Emily instinctively raised her hands towards her hat. But then she remembered that Madame Sassonoff in the Russian court was believed to have certain gifts that in Russian were called
sgaravoie
— as who should say, “the voices.” For, every now and then, the Baroness would drop into a sort of trance. She would gaze before her and prophesy. As a rule she did not permit herself these excursions when English women were present in her drawing-room, for it was apt to render them uncomfortable. Nevertheless, the two ladies having lived in some intimacy at Cairo, Emily had once or twice witnessed such a manifestation on her friend’s part — more particularly on one occasion, when a member of the imperial family had been passing through Egypt and had called on the Baroness.

Madame Sassonoff continued to gaze at the buckle of old paste that secured the large feather in her guest’s hat. And in the silence Lady Aldington was vaguely wondering whether this scintillating object just above the Baroness’s line of vision had not produced in her some kind of hypnotic state. And suddenly Madame Sassonoff said:

“Round your smooth golden hair I see a crown of the little white roses of passion. And over your head is a small white cloud, and the voices say: ‘It is very well. Death alone will finish it with a traitor’s shaft in the back of the spine. And the roses round your hair turn all to a jet black. But they do not fade. So whilst lamenting, you will approve the death.’”

Lady Aldington laughed. She could not associate the gorgeous bad taste of the hotel room and the climbing showers of hot-house blooms with any gift of serious prophecy. “What was it you said the
sgaravoie
said?” she asked.

“I could not repeat it,” the Baroness answered. “I do not know; it is gone out of my mind.”

“It was something about being shot in the back by a traitor,” Lady Aldington commented. “I do not see how that could happen to me, or even to Aldington, unless one of the workmen in my mines in Galizia took it into his head to do something of the sort. There are some rough customers in that republic.”

“I do not know,” the Baroness said blankly. “It is gone from my mind.” And then she laughed, with a gentle cooing sound. “My dear Emily,” she said, “you are thirty-one. But you are a little frozen white lamb. When you find the sun, shall you not go frisking in the green grass like all the others? Yes, surely you shall. For do you not understand you have never lived?”

“Never lived!” Lady Aldington said, with a polite bitterness. “Have you an idea what my life has been?”

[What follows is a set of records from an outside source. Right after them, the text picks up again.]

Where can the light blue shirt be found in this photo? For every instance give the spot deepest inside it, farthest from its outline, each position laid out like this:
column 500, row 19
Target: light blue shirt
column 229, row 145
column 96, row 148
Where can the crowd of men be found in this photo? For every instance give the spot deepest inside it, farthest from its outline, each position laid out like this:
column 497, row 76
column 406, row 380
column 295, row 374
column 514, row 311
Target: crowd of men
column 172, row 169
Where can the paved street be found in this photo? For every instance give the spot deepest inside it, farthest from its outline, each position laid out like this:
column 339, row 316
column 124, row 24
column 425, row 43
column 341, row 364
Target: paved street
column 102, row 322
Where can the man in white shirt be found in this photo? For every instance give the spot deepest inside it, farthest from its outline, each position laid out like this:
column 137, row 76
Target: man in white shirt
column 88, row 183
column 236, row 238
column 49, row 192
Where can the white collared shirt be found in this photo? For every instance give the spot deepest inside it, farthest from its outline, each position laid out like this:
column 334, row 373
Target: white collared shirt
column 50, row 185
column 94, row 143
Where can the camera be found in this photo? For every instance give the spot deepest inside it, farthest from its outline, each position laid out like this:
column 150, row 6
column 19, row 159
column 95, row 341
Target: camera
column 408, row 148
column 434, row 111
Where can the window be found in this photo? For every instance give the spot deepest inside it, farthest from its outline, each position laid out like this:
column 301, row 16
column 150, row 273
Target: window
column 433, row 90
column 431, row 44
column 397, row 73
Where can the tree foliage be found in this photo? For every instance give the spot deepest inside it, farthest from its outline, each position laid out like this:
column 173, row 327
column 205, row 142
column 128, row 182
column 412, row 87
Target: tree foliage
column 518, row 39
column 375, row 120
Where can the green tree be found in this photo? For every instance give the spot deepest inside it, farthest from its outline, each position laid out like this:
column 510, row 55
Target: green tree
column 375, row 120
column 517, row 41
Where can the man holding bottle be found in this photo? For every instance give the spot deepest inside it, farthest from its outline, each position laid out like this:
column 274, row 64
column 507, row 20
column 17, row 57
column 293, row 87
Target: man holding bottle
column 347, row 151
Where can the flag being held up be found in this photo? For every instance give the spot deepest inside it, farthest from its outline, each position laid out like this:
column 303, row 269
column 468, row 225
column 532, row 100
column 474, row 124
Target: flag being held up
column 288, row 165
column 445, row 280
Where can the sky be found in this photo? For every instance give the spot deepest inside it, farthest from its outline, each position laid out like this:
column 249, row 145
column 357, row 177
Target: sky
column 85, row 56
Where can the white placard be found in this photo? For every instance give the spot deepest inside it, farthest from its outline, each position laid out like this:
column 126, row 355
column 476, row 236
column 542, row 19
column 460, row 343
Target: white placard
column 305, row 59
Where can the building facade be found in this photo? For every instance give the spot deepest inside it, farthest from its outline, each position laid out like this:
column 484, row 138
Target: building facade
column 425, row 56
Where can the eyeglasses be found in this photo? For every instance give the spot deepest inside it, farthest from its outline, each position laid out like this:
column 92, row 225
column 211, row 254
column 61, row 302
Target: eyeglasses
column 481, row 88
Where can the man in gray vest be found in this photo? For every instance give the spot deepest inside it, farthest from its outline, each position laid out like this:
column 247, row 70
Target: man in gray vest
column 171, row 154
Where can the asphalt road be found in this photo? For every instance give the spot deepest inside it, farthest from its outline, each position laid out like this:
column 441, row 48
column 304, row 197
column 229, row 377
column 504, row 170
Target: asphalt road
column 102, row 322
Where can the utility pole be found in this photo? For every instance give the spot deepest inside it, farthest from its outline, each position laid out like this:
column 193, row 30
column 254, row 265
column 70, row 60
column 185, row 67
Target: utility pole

“No, don’t become un-English over your wrongs,” Madame Sassonoff warned her. “I know that if you scratch an English woman you find a grievance. But just because I know very well what your life has been, I know very well that you have never lived, and in the end life must come. Did you ever hear of the nightingales of Kurshk district?... The nightingales of the Kurshk district are celebrated all through Holy Russia for the sweetness of their voices. Well, those whose occupation it is to catch and to sell these little servants of Heaven and of love,
les attrapent trés jeunes: ils les prennent de leurs nids et puis ils les tiennent pendant deux, pendant trois années dans des caves.
... You understand, they have the belief that the nightingale sings best if it has never sung for several years, or has never sung at all. So when these nightingales have lived to long to sing for all those years, upon a moonlight night they take such a nightingale from the cellar where it has lived in silence. And in the moonlight they hang it in its little cage in the park of a prince or the garden of a lover who has paid them a great deal of money. And so the bird sings all through that moonlight night, and in the morning it dies.”